At the same time, we have not been witnessing peaceful protests; we have been watching riots, people being hurt and killed, looting, and the destruction of public and private property. It is sad to see individuals losing their life savings and their dreams as people break windows and steal from stores. All while the police look on and do little to stop it. Yes, these are the guys and gals who wear the badges, carry the guns, and have the responsibly to “Protect and Serve” the public. Yet, when the going got tough, they stood still and did little to nothing to stop the carnage. Possibly, they were doing what they are told. So, I can only hope our Santa Clarita Sheriff’s department gets better direction and protects our community as they have always done in the past.
It also makes me very unhappy to see and hear individuals on the news using these riots as rationale to support their chosen cause. The media claims the rioters have the country’s attention, and I think they are right, but not in a good way. Mr. Floyd’s death is a tragedy, and it should have led us down a road of positive change and justice.

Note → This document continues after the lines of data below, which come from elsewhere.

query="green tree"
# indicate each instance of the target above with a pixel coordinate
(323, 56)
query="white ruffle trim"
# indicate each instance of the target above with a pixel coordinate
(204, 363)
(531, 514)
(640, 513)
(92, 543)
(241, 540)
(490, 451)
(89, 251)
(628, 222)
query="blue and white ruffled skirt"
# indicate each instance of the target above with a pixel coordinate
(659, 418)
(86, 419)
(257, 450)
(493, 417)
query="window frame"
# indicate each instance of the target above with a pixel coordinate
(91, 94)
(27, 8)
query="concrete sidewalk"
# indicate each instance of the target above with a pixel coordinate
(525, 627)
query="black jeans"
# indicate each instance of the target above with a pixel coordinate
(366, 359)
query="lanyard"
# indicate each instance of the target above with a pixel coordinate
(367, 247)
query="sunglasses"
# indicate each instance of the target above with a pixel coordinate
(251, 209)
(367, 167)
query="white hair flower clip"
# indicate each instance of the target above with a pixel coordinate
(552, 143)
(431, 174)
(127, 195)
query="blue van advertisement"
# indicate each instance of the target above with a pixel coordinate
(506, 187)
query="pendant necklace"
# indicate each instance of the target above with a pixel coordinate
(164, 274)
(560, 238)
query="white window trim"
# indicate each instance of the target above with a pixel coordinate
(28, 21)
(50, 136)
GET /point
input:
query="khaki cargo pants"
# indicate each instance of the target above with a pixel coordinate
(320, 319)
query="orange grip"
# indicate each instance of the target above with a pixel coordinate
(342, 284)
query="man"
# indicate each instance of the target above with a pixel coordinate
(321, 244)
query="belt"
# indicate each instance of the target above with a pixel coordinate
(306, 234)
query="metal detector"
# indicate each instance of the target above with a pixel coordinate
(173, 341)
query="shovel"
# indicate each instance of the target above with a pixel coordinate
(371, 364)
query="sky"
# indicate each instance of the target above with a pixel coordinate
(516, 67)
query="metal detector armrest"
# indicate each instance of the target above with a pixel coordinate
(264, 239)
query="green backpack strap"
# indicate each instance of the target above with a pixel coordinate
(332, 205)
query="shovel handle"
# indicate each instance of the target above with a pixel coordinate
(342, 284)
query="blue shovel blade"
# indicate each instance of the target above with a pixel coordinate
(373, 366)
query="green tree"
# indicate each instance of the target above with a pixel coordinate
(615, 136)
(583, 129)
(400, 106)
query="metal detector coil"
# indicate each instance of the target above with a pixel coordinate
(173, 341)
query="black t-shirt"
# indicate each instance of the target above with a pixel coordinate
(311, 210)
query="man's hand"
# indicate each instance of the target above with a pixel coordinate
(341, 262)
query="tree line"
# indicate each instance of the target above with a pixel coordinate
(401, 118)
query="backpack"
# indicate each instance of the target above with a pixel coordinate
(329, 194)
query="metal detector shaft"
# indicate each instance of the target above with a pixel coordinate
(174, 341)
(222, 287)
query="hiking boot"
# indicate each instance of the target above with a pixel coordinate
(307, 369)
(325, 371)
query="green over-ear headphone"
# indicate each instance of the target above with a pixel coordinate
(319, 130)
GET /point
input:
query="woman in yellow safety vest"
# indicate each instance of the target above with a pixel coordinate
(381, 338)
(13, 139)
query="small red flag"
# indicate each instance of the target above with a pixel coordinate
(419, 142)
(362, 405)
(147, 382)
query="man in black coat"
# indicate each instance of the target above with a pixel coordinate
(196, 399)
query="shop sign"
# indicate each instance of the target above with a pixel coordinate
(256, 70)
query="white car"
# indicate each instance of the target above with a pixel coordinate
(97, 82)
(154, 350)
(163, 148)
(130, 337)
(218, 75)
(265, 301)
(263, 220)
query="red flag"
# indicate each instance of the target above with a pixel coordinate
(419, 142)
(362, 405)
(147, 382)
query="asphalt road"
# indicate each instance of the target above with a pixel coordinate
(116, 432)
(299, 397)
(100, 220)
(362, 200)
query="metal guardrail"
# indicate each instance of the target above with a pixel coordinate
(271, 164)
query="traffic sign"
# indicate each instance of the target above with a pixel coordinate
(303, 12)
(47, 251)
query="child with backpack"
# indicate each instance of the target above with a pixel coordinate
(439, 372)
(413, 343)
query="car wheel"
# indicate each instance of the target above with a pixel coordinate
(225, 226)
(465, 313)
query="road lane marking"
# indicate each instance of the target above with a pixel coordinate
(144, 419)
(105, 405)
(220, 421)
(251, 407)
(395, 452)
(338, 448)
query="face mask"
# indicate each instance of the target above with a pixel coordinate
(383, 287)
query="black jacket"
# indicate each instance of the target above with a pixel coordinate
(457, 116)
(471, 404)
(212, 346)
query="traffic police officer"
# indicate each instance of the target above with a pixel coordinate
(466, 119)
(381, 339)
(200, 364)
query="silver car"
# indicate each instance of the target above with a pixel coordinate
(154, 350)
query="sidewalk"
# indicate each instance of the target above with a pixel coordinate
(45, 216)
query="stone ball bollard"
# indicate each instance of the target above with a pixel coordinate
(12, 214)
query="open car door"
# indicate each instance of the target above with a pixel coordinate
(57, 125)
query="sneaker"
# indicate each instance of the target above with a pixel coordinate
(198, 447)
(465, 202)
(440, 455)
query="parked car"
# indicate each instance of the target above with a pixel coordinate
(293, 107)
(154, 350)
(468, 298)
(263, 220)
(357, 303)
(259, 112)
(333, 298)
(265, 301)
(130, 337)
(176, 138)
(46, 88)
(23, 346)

But, I fear continued evenings of watching what anarchy looks like will eventually create a far more repressive response by the police, National Guard, and possibly the US Military.
My thoughts are, if you want to peacefully protest to get your message out, be very careful out there, because some are just looking to cause trouble, and if you happen to be in the wrong place when the trouble starts, you may end up suffering the consequences along with those who truly deserve it.